There were no tears.
He gently retrieved his shades. “Does it have to be this way for her?”
“Do you agree she’s part of this struggle, whether she likes it or not?”
“I do.”
“Do you agree the dangers are worse for those who do not know how to play the game?”
“I do.”
“Then ...?”
He didn’t want to argue with her that what he’d seen his mother become in the last twenty years reminded him so much of what they’d fought. From the look of her she hadn’t aged a day. And Rigon knew she was older than she looked, as was he. Everyone with agency had so much
mileage
. The soul, though, could only take so much before it began to show wear. He knew she might say the same thing about him. If the Great Game was just about power, how would an ardent young idealist like Simone handle the truth of life in this dangerous twenty-second century?
“I’m afraid of what it’ll do to her,” he said.
“Better she understands sooner rather than later. We’re Wellborns. We’re competitors. It’s this way for us.”
He heard her voice crack, and he saw that she’d heard it, too. Yancey Wellborn was many scare things, but she was still a mother who loved her children. She looked over her shoulder at the classroom like she might fling open the door, pick up her child, and rush her as far away from the fabricator as possible. Then the concern disappeared, as if lost behind a steel curtain.
“Will you get her?” she asked Rigon.
He replaced his shades and felt the gentle voices of his Metaverse AI assistants return to him. “Whatever you say.”
* * *
Rigon led Simone by the hand back to the clinic. When they arrived, the foam had been cleaned and the waiting area returned to normal (except for the disturbing object dug into the floor and the uneven tiles, which would have to be removed and replaced). Hutto, Beasley, Wally, and Kimberlee huddled together as well. They all saw Simone and waved. She waved back but kept her eyes away from the disturbing structure on the floor. Joss was absent, sleeping again in a back room, where he’d be recuperating for some time.

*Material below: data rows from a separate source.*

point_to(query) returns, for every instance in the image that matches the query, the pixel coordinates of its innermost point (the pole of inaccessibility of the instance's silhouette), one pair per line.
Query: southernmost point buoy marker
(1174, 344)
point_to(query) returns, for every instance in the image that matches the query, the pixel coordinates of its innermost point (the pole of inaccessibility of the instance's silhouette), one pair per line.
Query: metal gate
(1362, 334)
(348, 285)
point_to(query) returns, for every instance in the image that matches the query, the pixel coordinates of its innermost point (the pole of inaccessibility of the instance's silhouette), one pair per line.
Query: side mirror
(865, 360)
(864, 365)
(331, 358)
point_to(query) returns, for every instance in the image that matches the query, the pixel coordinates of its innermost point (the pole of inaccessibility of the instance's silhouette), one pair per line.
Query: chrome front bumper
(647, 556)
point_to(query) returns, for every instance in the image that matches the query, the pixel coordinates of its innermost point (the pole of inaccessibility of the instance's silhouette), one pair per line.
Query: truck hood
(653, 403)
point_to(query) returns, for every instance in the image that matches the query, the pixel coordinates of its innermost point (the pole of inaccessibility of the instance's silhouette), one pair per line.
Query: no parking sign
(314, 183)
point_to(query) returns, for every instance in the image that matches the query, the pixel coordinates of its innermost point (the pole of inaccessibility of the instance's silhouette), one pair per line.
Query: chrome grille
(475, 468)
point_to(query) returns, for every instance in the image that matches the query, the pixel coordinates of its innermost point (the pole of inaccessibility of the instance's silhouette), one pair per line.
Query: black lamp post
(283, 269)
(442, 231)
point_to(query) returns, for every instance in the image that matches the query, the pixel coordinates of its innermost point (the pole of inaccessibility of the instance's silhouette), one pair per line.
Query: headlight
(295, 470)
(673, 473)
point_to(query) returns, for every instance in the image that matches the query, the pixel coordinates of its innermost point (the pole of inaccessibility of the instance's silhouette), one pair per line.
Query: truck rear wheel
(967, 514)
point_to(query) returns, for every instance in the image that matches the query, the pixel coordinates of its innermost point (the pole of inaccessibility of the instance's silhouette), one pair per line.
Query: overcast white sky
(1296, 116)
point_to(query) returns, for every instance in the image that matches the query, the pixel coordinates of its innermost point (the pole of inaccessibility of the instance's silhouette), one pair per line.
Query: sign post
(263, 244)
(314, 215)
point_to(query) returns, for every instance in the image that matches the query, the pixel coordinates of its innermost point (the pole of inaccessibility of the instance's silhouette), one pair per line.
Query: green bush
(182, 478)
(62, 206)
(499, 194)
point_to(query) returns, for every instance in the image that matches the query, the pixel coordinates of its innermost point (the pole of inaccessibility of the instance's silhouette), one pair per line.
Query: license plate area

Yancey followed and locked the clinic door.
She pointed at the students standing together. “You four, not a word. And don’t move.”
Even Hutto’s eyes widened at the command; he looked like he’d rather cut out his tongue than say anything. Beasley remained impassive, like the solid rock she was. Wally tried to climb behind her head and looked like he’d crawl inside her, if he could. Kimberlee, though, glared back with a hint of frantic attitude even though it appeared she might start crying.
Yancey walked up to Simone. “Now, are you ready?”
Simone nodded, unsure what to be ready for, but feeling centered.
Rigon gave her a thumbs-up and walked to the far side of the room. She saw him mumbling as little flickers of light erupted all over the Maker.
“Those little critters of his have been waiting to do their thing,” her mother said. “They just began an attack to aggravate the Maker.” She put her own shades on and stepped away. “When it comes, however it comes, channel your Lords of Light, dear, and ask for their help.”
“I will.”
Her mother smiled, nodded, and began to pace like a prizefighter in the ring, except she did it behind Simone. Simone watched her for only a few more seconds, always impressed by her psy-martial display, and felt a boost of confidence. Her mom had her back. Her brother stood passive, now in cyber mode, but ready. He had reserves of power that could black out a city if he funneled them into this room.
She glanced one more time at the other students, all of them as far away as possible.
The vulgar symbol inside the sculpture shifted, no longer solid, but fluid, as if the man’s ass was about to eat himself whole. She felt energized at what was about to happen, feeling the power of her lords swell in her. She mumbled her mantras, began her dance, and readied herself. She would perform her most demanding kata so far, only half of the twelve her mother promised to teach her. She felt herself immune to the travails of the world. Let all the cracks in the universe show, she thought. They won’t matter.